幾度となくササラの斬撃を受けた体は、既に機能を停止させていても不思議では無かったほどのものだった…… しかし完全に動きを止めているヤツの表情は、歪に笑みを浮かべていた


「はぁ…… はぁ……」


足で押さえつける様に強引にアポカリプスを引き抜いて行く。


ズブッ…… 


生々しい音を耳に残しながら、 引き抜かれたアポカリプスは真紅に染まっていた。

命を奪ってしまったなどと言う罪悪感は、俺の中で既に薄れつつあった……


極度の緊張感の中で感じた疲労度は激しく

重い体を引きずる様に、3人の元へと急ぐ俺の足は酷く重く感じてしまう


俺の視界に映ったササラは、疲労の為地面へとヘタリ込んでしまっていた。 光の衝撃波での攻撃を何度も続けたんだ。無理もないだろう……



「良くやったなササラ」


「ハク様もご無事で良かったです……」



ササラの手を取りゆっくり引き起こすと、疲労感でフラつくササラの体をそっと支えていく。 こんな状況で、安全な場所などあるのだろうか……
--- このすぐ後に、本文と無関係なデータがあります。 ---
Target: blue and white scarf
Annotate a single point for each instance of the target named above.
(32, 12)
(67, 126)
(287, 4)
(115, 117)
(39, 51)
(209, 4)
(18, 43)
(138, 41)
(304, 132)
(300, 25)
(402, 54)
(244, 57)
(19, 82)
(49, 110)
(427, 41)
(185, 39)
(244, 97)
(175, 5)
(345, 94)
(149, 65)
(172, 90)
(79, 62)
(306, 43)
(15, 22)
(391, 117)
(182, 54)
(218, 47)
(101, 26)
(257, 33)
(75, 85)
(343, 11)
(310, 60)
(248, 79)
不安を感じながらも周りの建物を見渡すが、 視界に入る建物は無残に半壊しているものや、炎上してしまっているものが殆どだった


問題は俺達で何とか倒したこの化物二体だけでは、これほどの破壊は出来ないだろう。

深く考えていくほど絶望感に飲まれてしまうのだった



「アリス、リム! 直ぐにこの場所から離れるぞ!」



重い足を無理矢理動かしながら、一歩一歩踏みしめるように歩いていく。未だに俺の両肩から生暖かい血が流れていたようで、 腕を伝ってササラの服を赤く染めてしまっていたようだ



「ハク様!傷が悪化します!? 私は大丈夫ですから……」



心配して駆け寄ってくるアリスとリムは、傷口を見るなり動揺しているように思えた。多分、骨まで到達している深さだろうな……



「かなり深いね…… 早く治療しないと!」


「私なら治療…… 出来る。でも…… 体に触れられない……」



3人は焦りの表情を浮かべていた。ササラならともかく、 確かにいつ襲われるか分からないこの状況で、治療に時間をかけるのは危険な事だ。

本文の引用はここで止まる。